What is an “internationalized UTF-8 string”?

P.S. It would be worth explicitly stating that the # character and RFC5646 
language tag are appended *to the field name* (not the value). I assume this is 
right.

--
James Manger

From: oauth-boun...@ietf.org [mailto:oauth-boun...@ietf.org] On Behalf Of 
Justin Richer
Sent: Friday, 22 March 2013 5:15 AM
To: oauth@ietf.org WG
Subject: Re: [OAUTH-WG] Registration: Internationalization of Human-Readable 
names

We discussed this issue on the OpenID Connect WG call this morning, in a 
conversation that included myself, George Fletcher, Nat Sakimura, Mike Jones, 
and John Bradley (among others) as active participants in this thread. After 
lots of debate, we propose that the OAuth DynReg adopt the hashtag-based 
localization method of OIDC (and it seems, possibly webfinger) and explicitly 
declare that neither the client nor the server make any assumptions about the 
content of the string and treat it as just a string. I'm proposing this text to 
that effect (with the references to OIDC-messages removed and replaced with the 
rule description itself in OAuth DynReg):
Fields with human-readable values or references to human-readable values, such 
as client_name, tos_uri, policy_uri, and client_uri, MAY be represented in 
multiple languages and scripts, specified by appending a # character and the 
RFC5646 language tag.

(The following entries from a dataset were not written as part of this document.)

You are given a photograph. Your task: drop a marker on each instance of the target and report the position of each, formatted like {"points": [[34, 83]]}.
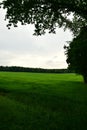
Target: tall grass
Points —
{"points": [[31, 101]]}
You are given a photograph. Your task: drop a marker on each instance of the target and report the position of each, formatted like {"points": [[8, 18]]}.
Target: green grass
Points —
{"points": [[30, 101]]}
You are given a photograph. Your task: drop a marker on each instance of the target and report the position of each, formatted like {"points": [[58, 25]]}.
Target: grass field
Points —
{"points": [[30, 101]]}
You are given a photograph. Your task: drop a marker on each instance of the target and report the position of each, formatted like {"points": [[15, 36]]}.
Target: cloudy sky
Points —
{"points": [[18, 47]]}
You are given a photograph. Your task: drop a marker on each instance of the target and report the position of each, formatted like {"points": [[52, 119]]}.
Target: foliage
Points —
{"points": [[77, 54], [37, 70], [47, 14]]}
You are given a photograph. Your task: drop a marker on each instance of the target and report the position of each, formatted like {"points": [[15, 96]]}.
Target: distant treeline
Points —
{"points": [[37, 70]]}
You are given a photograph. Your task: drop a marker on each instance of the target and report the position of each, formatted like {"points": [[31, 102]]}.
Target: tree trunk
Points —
{"points": [[85, 79]]}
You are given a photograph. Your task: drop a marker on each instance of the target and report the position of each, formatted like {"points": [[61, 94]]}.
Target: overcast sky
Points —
{"points": [[18, 47]]}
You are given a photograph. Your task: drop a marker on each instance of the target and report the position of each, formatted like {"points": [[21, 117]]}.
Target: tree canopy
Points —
{"points": [[47, 14], [77, 54]]}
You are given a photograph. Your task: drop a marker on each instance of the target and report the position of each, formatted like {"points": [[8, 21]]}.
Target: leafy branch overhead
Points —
{"points": [[47, 14]]}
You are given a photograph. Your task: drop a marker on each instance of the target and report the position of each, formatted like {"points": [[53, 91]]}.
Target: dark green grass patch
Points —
{"points": [[30, 101]]}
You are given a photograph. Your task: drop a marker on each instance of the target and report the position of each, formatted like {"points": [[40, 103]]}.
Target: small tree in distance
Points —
{"points": [[76, 54]]}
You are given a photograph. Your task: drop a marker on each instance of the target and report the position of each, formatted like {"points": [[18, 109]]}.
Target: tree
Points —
{"points": [[47, 14], [76, 54]]}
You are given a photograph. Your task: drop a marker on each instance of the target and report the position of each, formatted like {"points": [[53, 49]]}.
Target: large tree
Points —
{"points": [[47, 14], [77, 54]]}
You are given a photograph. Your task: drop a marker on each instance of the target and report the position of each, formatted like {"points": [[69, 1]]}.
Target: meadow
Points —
{"points": [[39, 101]]}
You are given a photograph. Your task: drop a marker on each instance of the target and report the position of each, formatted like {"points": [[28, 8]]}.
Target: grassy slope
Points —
{"points": [[30, 101]]}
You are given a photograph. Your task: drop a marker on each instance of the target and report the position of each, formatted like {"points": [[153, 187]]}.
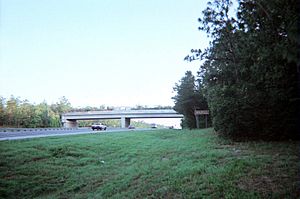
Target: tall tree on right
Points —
{"points": [[250, 68]]}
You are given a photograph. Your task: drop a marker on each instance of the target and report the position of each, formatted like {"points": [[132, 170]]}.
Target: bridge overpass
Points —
{"points": [[69, 120]]}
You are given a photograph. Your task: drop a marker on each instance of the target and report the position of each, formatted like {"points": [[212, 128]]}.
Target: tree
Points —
{"points": [[250, 68], [187, 99]]}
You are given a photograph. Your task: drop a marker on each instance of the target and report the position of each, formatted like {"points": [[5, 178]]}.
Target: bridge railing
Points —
{"points": [[35, 129]]}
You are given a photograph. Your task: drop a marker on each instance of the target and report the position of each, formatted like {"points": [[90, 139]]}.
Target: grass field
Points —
{"points": [[148, 164]]}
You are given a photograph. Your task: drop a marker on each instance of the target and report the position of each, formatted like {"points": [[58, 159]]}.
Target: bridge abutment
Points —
{"points": [[70, 124]]}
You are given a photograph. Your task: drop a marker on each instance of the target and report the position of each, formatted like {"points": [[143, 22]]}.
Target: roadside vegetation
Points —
{"points": [[248, 76], [148, 164]]}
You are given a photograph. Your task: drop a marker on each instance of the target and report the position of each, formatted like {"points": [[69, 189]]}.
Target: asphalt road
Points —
{"points": [[42, 133]]}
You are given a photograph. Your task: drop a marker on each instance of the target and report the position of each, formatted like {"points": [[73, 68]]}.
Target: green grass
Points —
{"points": [[148, 164]]}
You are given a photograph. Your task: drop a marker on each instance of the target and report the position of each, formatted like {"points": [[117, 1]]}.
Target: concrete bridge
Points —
{"points": [[69, 120]]}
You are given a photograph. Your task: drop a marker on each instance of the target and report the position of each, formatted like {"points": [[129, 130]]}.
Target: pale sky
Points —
{"points": [[97, 52]]}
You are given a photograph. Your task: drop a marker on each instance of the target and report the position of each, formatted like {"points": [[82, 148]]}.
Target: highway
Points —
{"points": [[61, 132]]}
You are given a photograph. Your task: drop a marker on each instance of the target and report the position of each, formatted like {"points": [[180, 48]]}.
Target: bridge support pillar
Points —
{"points": [[125, 122], [70, 124]]}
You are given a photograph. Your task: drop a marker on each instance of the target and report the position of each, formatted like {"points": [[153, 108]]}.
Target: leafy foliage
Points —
{"points": [[250, 68], [189, 97]]}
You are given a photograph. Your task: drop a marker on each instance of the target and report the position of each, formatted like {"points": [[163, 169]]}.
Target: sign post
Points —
{"points": [[201, 112]]}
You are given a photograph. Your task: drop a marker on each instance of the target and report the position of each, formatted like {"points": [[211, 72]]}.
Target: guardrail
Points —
{"points": [[34, 129]]}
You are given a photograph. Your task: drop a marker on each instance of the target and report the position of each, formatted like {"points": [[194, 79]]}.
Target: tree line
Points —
{"points": [[18, 113], [15, 112], [248, 75]]}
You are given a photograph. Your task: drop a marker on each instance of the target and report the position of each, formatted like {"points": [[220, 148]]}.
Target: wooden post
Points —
{"points": [[197, 122]]}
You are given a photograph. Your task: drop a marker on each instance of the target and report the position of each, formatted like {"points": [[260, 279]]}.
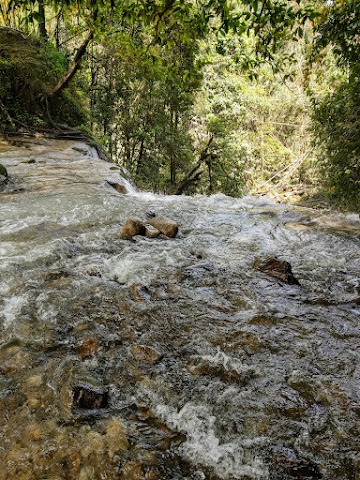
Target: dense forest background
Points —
{"points": [[232, 96]]}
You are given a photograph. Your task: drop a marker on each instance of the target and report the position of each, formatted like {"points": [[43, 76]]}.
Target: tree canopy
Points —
{"points": [[193, 96]]}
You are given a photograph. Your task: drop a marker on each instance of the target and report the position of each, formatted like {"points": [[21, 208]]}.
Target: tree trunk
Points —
{"points": [[193, 175], [74, 67]]}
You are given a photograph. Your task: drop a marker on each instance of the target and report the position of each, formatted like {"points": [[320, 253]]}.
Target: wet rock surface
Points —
{"points": [[280, 269], [257, 379], [89, 398]]}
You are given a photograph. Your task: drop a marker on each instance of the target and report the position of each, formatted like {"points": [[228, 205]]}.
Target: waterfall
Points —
{"points": [[175, 358]]}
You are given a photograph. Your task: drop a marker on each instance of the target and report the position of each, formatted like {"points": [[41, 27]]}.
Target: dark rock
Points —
{"points": [[150, 214], [145, 354], [132, 228], [277, 268], [150, 231], [286, 464], [165, 226], [3, 172], [119, 187], [89, 398]]}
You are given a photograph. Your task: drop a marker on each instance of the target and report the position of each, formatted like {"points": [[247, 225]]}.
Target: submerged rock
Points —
{"points": [[3, 172], [277, 268], [145, 354], [151, 232], [152, 228], [119, 187], [165, 226], [89, 397], [132, 228], [286, 464]]}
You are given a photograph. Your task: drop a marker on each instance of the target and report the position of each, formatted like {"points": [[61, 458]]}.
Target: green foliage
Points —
{"points": [[337, 127], [141, 98], [28, 68]]}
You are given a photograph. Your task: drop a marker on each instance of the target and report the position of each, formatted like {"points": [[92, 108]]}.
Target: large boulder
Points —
{"points": [[165, 226], [277, 268]]}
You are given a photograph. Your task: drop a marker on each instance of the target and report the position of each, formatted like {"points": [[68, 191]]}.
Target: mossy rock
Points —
{"points": [[3, 171]]}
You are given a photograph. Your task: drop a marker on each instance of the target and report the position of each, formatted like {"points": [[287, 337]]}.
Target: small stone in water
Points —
{"points": [[151, 232], [145, 354], [88, 348], [132, 471], [165, 226], [277, 268], [132, 227], [88, 398]]}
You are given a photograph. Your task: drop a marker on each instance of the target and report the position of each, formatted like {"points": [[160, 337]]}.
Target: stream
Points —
{"points": [[170, 359]]}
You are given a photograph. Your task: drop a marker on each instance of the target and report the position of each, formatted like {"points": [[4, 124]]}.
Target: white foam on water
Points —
{"points": [[142, 266], [12, 308], [202, 447], [229, 363]]}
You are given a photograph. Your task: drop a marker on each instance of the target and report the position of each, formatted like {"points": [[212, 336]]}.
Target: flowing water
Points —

If any such human-readable field is sent without a 
language tag, the server and the client MUST NOT make any assumptions about the 
language, character set, or script of the value string, and the value string 
MUST be used as-is wherever it is presented in either the client or server UI. 
To facilitate interoperability, it is RECOMMENDED that any fields sent without 
language tags contain an internationalized UTF-8 string suitable for display on 
a wide variety of systems, and it is RECOMMENDED that clients send fields 
without language tags in addition to any more-specifically denominated values.

Plus some examples.

(Anyone whose name I took in vain, please feel free to correct me.)